2x2: 5.05, 9.67, 4.98, 5.84, 7.27 = 6.05
3x3: 13.88, 14.09, 18.28, 13.93, 13.57 = 13.97
4x4: 59.54, 1:02.54, 1:16.81, 57.51, 1:00.16 = 1:00.75
5x5: 1:45.37, 1:48.07, 1:37.31, 1:36.96, 1:36.75 = 1:39.88
3x3 OH: 34.94, 31.38, 31.51, 27.42, 31.75 = 31.55
2-4: 1:22.06
2-5: 3:40.08
Megaminx: 1:17.67, 1:17.96, 1:22.98, 1:16.68, 1:25.85 = 1:19.53


----------



## mycube (Apr 20, 2012)

Schmidt said:


> /\ I'm more impressed by the consistancy of the counting solves(both 4 & 5)


 
never noticed but yeah, you´re right


----------



## MeshuggahX (Apr 20, 2012)

mycube said:


> never noticed but yeah, you´re right


 I noticed the same thing with my 3x3 solves.
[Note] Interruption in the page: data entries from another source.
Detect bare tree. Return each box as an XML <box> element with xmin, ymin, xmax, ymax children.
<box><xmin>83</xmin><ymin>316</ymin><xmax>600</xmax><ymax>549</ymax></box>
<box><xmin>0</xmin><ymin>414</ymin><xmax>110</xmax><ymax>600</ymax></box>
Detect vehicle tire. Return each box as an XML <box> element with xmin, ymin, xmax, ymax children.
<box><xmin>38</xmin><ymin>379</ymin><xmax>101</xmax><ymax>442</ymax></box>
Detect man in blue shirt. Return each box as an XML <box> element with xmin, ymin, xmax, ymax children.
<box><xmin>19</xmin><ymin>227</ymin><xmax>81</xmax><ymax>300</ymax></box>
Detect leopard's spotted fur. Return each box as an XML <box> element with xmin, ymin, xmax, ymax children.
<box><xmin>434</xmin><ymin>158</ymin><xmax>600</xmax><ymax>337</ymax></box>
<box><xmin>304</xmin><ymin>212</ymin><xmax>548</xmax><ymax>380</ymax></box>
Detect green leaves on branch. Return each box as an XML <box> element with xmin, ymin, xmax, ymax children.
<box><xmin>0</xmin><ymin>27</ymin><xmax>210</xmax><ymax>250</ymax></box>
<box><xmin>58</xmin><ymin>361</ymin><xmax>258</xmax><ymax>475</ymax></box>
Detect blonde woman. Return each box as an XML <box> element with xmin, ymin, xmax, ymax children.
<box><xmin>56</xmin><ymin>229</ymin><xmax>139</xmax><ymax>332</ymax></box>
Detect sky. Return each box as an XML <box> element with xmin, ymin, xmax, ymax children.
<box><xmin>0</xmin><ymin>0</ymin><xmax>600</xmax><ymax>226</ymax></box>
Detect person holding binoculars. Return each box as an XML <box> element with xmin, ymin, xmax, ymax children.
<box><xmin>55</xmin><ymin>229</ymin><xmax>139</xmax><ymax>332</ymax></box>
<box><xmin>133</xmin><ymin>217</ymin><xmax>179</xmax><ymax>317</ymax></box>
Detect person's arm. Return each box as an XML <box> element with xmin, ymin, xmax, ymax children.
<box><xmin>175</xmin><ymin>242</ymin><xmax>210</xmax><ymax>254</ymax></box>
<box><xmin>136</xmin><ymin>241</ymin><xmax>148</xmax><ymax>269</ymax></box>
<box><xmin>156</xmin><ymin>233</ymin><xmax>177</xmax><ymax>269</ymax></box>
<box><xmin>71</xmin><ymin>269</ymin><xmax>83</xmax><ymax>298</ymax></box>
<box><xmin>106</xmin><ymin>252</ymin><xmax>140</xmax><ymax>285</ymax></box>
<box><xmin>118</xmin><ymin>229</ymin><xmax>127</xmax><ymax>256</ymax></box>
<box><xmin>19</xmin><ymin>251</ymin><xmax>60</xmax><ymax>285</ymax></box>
A difference of 0.15. From 20.04-20.19 on my counting solves.


----------



## 7942139101129 (Apr 21, 2012)

*2x2*: (4.23), 4.95, 4.65, (10.08), 4.26 = *4.62*
*3x3*: 12.00, 12.81, 12.97+, (8.85), (14.20) = *12.59*
*3x3 OH*: (12.54), 13.76, (19.15), 17.89, 14.34 = *15.33*
*Megaminx*: 1:07.38, 1:04.15, (1:03.92), 1:09.15, (1:10.91) = *1:06.89*

Megaminx and my 3x3 avg were not so good :/


----------



## kinch2002 (Apr 22, 2012)

*FMC: 25 moves* L' F R2 F' R B2 R' F' R2 F R' B2 R F' R2 D R B' R' L' U2 L U2 L' U


Spoiler



Scramble: B2 U L2 D2 F2 D R2 D2 B2 L2 U' L' F R B L' F2 L2 D F R2

Really easy solution. Found skeleton within a couple of minutes
2x2x2: L' F R2 F2 D (5)
2x2x3: R B' R' (8)
Edges: L' U2 L U2 L' U (14)
Leaves 2 3-cycles

Skeleton: L' F R2 F2 * D R B' R' L' U2 L U2 L' U
Insert F R B2 R' F' R B2 R' at * to cancel 1 move

New skeleton: L' F R2 F' R B2 R' F' R * B2 R' D R B' R' L' U2 L U2 L' U
Insert R F R' B2 R F' R' B2 at * to cancel 4 moves

14+8-1+8-4=25

Solution: L' F R2 F' R B2 R' F' R2 F R' B2 R F' R2 D R B' R' L' U2 L U2 L' U


----------



## balloon6610 (Apr 22, 2012)

2x2 : 5.67, 7.11, (8.41), (5.27), 6.96 = 6.58

3x3 : (16.49), 17.48, 16.83, 17.53, (23.38) = 17.28 Yay finally some improvement


----------



## Jaycee (Apr 22, 2012)

HOLY FMC PB BATMAN (EDIT : Oh, I guess this isn't PB. I had a 27 not long ago xD)



Spoiler: 29 moves



Scramble : B2 U L2 D2 F2 D R2 D2 B2 L2 U' L' F R B L' F2 L2 D F R2 
Skeleton : L' F R2 F2 D R B' R' U2 L' U2 L U2 L' U'
Solution : F R F' L' F R F2 D R B' R' U2 L' U2 L U R' U L U' R L' D' L U L' D L' U'

. L' F R2 F2 D R B' R' // 2x2x3 
U2 L' U2 L U2 ! ; L' U' // leave 6 corners (played with all the different AUFs at the beginning, this ended up being the best I found)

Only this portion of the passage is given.